Ideal for huge amounts of data. May be a good fit for bad or even no connectivity. If a migration takes more than a week because of the connectivity – it may be better to use AWS Snow Family devices.

Edge computing

Processing data when it is created at an edge location (a location without connectivity). Data is being pre-processed/feed to machine learning or transcoded (video) at the edge location.

2 devices types that can run EC2 instances or Lambda functions:

Snowball Edge
- Compute optimized:
  42TB HDDs or 28TB NVMe. 104vCPUs, 416 GB RAM, optional GPU. Clustering available for up to 16 nodes.
- Storage optimized:
  40 vCPUs, 80GB RAM, 80 TB HDD
Snowcone
2 CPUs, 4GB RAM, wired or wireless access USB-C power or battery

AWS OpsHub

Piece of software to install on PC or Mac etc. and gives the functionality for managing the Snow Family devices.

Amazon Managed Streaming for Apache Kafka (AWS MSK)

A fully managed service. Deployed in VPC, Multi-AZ (up to 3). Data is stored on EBS (Elastic Block Store) volumes.

In comparison with Kinesis you can create custom configurations:

For ex. increase the message size limit from 1MB to 10MB

MSK security

Communication between Kafka brokers, as well as between Kafka broker and client may be configured to use TLS encryption. Data at rest stored on EBS is encrypted using KMS (Key Management Service).
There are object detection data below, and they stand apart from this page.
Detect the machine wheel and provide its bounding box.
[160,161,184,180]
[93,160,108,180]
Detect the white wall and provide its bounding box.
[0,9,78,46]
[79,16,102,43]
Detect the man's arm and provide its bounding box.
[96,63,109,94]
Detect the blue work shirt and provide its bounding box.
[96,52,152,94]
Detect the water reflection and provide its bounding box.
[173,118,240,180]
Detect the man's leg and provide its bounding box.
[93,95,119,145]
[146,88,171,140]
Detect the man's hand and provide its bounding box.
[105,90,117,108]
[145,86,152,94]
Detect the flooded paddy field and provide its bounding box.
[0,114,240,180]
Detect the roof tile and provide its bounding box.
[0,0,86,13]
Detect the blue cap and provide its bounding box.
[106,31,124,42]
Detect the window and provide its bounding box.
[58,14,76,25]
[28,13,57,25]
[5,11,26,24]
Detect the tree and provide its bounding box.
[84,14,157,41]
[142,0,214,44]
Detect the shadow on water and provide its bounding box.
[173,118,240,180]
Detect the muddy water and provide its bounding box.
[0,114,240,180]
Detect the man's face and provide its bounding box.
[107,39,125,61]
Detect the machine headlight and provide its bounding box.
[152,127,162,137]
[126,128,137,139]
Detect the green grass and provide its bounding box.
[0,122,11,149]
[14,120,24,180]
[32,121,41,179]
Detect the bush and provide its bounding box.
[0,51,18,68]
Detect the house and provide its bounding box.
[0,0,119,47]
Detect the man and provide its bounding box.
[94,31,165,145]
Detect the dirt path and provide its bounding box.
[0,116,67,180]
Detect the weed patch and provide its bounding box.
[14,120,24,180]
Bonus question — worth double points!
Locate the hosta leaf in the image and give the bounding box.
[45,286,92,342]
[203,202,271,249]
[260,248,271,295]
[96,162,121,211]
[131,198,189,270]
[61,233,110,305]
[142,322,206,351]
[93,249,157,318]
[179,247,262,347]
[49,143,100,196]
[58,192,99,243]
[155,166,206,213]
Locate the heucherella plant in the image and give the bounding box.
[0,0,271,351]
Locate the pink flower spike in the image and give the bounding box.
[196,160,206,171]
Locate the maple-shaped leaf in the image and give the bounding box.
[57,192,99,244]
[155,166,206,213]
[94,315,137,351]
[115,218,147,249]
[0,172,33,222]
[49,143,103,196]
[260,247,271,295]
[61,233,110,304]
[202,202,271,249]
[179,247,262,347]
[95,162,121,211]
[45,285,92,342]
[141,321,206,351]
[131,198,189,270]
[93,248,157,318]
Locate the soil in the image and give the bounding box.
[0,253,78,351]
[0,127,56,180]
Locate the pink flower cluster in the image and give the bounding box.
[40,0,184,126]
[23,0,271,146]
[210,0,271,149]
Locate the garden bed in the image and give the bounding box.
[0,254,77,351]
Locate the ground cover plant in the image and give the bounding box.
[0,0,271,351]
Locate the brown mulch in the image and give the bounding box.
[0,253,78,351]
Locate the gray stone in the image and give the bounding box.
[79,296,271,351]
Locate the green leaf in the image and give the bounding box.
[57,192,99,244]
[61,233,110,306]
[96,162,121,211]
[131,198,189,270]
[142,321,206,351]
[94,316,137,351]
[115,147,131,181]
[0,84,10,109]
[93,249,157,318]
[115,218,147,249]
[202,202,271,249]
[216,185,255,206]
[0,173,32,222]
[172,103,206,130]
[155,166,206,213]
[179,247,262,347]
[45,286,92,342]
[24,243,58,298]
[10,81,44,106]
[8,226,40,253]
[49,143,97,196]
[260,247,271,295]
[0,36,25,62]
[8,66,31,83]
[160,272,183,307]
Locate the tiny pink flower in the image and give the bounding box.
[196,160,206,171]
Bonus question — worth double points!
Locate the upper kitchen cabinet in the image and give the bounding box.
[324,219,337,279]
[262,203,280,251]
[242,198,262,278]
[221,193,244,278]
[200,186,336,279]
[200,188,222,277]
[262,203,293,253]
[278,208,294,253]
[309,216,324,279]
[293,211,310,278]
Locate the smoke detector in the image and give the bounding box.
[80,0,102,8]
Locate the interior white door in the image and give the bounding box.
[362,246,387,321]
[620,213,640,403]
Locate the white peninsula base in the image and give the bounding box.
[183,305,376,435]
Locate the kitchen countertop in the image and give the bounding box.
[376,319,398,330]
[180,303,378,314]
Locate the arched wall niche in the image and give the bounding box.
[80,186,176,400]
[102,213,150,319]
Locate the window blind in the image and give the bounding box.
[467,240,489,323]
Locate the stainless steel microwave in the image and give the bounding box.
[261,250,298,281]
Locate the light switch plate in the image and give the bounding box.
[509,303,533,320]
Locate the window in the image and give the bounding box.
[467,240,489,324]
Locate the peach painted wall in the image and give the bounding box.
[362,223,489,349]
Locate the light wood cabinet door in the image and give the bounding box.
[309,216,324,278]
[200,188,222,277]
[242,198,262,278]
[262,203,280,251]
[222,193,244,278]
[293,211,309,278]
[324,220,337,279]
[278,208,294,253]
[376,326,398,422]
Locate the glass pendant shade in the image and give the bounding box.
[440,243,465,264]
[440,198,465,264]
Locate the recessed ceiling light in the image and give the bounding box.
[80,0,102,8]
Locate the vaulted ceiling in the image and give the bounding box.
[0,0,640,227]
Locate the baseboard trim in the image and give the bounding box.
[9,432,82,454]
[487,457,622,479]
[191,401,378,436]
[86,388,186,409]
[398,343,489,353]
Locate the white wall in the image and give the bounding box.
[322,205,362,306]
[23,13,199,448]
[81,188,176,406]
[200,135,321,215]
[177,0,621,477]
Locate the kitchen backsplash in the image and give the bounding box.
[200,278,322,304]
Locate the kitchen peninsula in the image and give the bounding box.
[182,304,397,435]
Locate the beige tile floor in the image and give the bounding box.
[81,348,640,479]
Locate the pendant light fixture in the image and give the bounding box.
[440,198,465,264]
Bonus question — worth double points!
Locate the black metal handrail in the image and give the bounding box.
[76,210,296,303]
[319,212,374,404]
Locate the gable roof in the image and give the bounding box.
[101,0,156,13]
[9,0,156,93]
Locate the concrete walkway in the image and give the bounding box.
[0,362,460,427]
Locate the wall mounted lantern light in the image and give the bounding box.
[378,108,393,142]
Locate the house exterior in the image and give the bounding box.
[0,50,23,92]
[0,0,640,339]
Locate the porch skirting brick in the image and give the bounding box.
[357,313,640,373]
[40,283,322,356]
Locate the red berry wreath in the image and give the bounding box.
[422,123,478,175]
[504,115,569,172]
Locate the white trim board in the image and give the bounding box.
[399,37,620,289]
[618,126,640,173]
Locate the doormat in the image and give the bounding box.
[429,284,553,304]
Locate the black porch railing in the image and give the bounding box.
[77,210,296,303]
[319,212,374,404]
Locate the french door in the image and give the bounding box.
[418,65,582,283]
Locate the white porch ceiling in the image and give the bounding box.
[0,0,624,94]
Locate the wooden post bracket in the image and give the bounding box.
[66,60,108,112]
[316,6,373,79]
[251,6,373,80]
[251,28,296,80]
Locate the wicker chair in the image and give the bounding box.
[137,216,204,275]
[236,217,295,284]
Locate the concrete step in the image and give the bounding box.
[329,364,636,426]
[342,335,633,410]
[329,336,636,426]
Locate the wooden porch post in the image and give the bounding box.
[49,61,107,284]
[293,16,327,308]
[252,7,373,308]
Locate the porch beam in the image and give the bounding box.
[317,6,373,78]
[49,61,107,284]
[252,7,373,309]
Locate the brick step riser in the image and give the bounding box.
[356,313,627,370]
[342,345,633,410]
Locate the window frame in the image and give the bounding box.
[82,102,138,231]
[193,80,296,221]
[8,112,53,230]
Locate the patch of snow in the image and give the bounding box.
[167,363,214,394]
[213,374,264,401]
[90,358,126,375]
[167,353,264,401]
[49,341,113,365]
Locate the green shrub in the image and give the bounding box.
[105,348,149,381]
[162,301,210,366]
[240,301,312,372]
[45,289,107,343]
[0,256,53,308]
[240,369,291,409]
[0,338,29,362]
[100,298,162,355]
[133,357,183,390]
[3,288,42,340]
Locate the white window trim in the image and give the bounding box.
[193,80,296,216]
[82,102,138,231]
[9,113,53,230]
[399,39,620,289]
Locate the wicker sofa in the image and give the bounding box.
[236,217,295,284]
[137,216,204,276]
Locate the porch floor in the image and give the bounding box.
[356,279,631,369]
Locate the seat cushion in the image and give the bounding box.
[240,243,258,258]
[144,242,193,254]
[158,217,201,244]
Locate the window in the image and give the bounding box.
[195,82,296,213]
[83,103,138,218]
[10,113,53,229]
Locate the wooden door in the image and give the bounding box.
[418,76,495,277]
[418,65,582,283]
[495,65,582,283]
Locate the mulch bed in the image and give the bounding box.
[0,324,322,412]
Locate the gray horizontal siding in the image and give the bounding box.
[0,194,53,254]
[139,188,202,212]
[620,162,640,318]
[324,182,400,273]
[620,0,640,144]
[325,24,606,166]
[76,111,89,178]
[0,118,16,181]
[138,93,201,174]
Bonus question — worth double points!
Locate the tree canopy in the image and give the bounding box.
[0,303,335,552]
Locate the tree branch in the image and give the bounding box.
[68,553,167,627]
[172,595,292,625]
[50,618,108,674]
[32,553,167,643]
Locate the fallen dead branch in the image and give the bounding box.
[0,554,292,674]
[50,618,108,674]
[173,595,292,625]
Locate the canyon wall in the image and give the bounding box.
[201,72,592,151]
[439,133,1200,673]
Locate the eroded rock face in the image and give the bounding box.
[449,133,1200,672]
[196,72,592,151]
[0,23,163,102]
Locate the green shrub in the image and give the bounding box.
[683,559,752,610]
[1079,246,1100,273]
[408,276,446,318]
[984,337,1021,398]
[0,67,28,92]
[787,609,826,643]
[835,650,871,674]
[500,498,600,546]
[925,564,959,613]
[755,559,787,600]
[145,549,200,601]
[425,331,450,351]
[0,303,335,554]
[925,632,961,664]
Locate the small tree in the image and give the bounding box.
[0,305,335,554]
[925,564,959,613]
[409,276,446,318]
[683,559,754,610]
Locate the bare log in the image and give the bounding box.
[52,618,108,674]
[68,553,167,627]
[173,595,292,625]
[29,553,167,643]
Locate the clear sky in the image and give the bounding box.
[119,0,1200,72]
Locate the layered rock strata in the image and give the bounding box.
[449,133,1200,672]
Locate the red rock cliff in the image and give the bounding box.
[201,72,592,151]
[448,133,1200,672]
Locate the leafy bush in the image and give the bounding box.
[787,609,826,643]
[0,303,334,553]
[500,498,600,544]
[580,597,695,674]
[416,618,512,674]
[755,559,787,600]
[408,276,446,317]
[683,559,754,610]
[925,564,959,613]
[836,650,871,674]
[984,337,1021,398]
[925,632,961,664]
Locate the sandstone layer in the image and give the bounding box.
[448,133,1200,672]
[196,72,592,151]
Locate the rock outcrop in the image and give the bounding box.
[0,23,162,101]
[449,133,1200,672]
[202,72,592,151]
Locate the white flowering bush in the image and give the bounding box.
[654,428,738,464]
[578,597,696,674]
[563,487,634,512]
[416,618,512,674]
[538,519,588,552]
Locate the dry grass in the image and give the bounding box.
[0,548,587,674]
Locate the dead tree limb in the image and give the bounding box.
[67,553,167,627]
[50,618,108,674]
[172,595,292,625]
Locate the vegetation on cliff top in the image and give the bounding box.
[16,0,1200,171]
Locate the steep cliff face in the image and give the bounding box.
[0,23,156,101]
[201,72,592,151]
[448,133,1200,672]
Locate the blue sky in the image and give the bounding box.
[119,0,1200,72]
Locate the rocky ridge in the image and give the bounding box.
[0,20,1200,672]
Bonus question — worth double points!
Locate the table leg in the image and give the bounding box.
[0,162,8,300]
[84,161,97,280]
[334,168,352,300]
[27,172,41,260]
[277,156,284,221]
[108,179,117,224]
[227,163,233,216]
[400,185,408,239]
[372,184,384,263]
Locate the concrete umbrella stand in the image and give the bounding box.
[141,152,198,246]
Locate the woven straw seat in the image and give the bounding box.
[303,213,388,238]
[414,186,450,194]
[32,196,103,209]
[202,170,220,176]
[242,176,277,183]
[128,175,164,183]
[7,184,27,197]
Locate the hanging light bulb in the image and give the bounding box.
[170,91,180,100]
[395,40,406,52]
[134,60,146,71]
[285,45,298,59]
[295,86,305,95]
Authentication and authorization:

Mutual TLS (TLS for authentication), requires usage of Kafka ACLs (for authorization)
SASL/SCRAM (username and password), requires usage of Kafka ACLs (for authorization)
IAM Access Control – for both authentication (AuthN) and authorization (AuthZ)

Monitoring

CloudWatch metrics available:

Basic monitoring – cluster and brokers metrics
Enhanced monitoring – extra metrics on brokers
Topic-level monitoring – extra topics metrics

Prometheus monitoring:

Done using a port opened on the broker which allows to export cluster, brokers and topics metrics
May use JMX Exporter for above metrics
Or use Node Exporter for CPU and disk metrics

Broker logs can be delivered to:

CloudWatch
S3
Kinesis Data Streams

Kafka Connect in AWS

Kafka Connect framework in AWS is called MSK Connect. If supports auto-scaling (for increasing/decreasing the workers count).

MSK Serverless

No cluster provisioning required! Only define the topics required and how many partitions per topic. Security model available is IAM Access Control.